Lo malo fue que pasado algún tiempo remanecieron las molestias. Otra vez la cabeza en ebullición, y el dueño, desesperado. Ya sólo le quedaba por visitar el gabinete de un médico, quizás el más ilustre de los cuatro, que a la habilidad del cirujano reunía la inteligencia del pensador; y a él acudió llorando el de la cabeza desbaratada, pidiendo que de una vez le arreglasen aquella mala saboneta que no regía.

El doctor practicó su inevitable reconocimiento, y tuvo su meneo de cabeza, y fruncimiento de cejas, y desdeñosa sonrisilla, inevitables también.

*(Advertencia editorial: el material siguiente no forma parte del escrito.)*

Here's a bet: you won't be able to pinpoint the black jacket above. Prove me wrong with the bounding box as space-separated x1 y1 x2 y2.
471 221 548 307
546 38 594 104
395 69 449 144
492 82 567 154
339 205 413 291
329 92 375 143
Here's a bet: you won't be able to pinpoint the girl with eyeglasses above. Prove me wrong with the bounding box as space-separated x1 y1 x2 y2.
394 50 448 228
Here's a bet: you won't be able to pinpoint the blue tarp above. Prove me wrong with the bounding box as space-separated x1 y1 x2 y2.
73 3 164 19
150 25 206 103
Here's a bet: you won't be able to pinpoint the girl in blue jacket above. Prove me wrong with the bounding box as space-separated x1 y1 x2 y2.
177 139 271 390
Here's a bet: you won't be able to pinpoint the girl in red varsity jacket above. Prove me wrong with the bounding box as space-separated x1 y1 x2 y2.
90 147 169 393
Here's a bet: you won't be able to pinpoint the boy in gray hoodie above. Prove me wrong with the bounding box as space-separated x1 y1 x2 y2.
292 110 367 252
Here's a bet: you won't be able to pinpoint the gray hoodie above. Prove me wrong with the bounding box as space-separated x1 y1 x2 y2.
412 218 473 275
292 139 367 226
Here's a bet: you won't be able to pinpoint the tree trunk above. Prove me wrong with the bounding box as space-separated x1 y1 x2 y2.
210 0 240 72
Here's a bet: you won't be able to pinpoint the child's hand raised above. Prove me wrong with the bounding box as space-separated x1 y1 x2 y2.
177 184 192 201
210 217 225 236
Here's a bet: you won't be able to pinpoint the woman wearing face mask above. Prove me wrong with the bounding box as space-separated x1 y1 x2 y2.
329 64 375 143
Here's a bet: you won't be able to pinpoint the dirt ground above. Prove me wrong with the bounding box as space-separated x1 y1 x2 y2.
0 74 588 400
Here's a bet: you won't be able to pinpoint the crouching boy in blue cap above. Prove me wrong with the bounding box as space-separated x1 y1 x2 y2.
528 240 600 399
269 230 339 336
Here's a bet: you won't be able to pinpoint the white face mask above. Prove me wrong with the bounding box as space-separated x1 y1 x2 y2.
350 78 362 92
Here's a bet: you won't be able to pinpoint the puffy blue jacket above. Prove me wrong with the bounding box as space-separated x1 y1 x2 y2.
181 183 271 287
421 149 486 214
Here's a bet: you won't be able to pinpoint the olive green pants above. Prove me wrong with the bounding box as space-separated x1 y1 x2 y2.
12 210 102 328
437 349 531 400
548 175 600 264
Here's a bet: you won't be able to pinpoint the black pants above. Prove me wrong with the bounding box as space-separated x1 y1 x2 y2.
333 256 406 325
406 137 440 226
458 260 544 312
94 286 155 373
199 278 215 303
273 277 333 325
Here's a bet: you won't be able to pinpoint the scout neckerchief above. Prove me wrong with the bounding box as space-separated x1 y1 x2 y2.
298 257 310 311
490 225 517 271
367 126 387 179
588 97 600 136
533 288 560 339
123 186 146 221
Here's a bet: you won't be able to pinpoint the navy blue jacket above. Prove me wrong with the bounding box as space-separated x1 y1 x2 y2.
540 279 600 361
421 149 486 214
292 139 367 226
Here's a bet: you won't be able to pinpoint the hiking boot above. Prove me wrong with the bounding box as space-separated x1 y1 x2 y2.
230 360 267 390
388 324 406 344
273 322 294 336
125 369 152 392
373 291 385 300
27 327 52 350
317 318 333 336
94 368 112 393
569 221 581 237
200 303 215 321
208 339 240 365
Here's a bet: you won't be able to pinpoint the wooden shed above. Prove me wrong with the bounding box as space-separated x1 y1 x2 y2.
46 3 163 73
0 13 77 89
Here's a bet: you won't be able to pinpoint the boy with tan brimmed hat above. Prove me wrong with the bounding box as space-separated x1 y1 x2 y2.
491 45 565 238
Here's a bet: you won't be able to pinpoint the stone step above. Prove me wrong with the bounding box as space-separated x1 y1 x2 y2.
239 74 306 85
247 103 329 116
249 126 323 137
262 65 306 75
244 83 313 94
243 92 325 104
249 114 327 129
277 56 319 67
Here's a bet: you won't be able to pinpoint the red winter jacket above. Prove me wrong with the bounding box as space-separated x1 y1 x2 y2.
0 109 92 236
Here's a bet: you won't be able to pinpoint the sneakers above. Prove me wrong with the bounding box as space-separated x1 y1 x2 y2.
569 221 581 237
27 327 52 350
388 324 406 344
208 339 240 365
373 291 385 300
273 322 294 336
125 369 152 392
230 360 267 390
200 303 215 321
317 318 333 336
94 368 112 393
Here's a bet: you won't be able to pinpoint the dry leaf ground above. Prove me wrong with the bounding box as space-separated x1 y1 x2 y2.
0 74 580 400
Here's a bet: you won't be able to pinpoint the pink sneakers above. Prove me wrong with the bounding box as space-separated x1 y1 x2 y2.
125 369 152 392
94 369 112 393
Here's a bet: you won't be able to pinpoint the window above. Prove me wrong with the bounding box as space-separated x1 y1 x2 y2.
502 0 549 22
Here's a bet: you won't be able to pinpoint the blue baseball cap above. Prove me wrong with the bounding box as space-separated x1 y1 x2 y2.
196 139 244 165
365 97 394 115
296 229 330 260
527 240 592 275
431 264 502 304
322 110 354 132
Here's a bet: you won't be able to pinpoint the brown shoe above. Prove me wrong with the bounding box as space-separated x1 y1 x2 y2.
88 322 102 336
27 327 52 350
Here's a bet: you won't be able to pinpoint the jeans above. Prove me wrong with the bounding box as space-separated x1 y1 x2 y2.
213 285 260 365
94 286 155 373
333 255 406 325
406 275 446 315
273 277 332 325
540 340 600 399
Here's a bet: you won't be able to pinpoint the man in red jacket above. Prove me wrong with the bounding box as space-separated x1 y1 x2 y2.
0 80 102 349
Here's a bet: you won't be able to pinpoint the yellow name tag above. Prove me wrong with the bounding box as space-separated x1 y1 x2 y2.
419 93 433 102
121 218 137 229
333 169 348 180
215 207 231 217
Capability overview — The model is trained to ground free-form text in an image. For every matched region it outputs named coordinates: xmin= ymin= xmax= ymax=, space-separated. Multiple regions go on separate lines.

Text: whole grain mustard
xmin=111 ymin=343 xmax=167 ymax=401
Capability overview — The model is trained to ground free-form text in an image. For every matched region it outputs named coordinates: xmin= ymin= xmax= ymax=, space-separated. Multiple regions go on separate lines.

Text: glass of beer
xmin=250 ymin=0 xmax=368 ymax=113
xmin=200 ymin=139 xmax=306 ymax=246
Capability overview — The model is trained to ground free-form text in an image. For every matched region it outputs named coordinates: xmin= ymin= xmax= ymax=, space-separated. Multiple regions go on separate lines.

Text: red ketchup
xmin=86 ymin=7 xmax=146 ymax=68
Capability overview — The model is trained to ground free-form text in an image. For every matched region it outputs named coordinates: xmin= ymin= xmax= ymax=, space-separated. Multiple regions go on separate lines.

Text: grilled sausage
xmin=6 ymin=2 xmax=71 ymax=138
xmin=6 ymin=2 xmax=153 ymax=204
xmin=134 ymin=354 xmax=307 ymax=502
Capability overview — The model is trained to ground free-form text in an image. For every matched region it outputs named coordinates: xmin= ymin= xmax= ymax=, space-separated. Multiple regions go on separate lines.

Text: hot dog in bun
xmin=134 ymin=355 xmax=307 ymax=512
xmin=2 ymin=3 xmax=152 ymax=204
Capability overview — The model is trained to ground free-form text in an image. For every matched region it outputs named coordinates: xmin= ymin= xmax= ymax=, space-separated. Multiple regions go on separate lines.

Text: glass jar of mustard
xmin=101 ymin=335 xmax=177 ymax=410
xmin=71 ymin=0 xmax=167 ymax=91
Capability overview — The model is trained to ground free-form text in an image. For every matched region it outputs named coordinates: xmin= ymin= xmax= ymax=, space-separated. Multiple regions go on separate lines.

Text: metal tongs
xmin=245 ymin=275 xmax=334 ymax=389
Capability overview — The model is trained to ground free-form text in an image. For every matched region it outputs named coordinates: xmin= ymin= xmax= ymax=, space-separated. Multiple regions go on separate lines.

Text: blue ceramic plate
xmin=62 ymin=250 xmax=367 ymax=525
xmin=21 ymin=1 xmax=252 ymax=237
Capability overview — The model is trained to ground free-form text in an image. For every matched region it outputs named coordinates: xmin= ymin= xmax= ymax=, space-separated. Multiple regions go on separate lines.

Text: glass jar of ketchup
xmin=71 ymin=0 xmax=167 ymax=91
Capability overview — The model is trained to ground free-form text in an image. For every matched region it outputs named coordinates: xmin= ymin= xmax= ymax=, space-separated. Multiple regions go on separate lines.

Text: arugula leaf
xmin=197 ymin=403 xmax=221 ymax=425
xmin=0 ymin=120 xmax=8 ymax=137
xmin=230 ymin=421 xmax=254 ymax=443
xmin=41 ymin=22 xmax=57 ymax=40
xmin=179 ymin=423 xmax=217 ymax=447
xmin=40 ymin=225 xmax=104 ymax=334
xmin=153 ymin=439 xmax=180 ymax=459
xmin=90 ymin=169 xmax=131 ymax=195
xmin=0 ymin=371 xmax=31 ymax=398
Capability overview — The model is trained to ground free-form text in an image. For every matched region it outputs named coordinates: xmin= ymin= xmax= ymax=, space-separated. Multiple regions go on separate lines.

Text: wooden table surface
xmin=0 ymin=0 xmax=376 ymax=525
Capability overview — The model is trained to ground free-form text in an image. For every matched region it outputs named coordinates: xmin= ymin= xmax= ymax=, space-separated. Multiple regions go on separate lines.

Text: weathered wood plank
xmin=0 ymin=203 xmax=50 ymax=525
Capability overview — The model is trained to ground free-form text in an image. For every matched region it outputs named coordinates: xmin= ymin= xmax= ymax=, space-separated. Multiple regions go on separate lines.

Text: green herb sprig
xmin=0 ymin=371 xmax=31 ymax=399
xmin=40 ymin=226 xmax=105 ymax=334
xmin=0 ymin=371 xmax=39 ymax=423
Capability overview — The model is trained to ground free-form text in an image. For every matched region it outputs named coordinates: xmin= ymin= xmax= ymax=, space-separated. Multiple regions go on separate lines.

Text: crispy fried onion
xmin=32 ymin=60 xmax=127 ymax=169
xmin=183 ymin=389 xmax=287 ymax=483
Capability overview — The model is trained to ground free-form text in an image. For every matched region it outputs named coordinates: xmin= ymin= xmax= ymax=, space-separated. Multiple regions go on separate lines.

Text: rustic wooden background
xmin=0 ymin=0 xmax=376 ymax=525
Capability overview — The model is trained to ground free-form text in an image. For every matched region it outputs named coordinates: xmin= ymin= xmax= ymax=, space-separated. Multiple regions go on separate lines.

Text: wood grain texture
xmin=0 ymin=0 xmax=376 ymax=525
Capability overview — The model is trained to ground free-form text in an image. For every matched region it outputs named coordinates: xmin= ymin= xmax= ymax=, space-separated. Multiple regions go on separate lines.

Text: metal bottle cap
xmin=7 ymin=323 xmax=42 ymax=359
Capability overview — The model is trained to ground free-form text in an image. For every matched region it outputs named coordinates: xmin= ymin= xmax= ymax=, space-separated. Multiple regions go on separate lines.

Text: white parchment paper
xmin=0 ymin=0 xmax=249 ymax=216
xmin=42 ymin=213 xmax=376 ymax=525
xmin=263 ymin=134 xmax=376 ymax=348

Desenvainando los no menos infalibles chirimbolos de bruñido acero, exclamó que de poco servía haber eliminado la imaginación y la razón, en verdad funestísimas, si dejaban persistir sus huellas y la reminiscencia de sus funciones en la maldita memoria, causa de todas nuestras penas y berrinches. Y añadiendo que ahora sí que el enfermo de la cabeza iba a quedar descansado, le rebañó diestra y rápidamente la memoria: lo único que le estorbaba.

Desde entonces, la cabeza fue una delicia. Ni volvió a doler, ni a calentarse, ni a perturbarse, ni a decir aquí me tienes: como que estaba hueca, vacía, limpia del todo. Al ex enfermo le pusieron de mote el idiota; pero él, tendido al sol, respirando el aire puro, durmiendo a ratos, dirigiendo, vegetando, era feliz.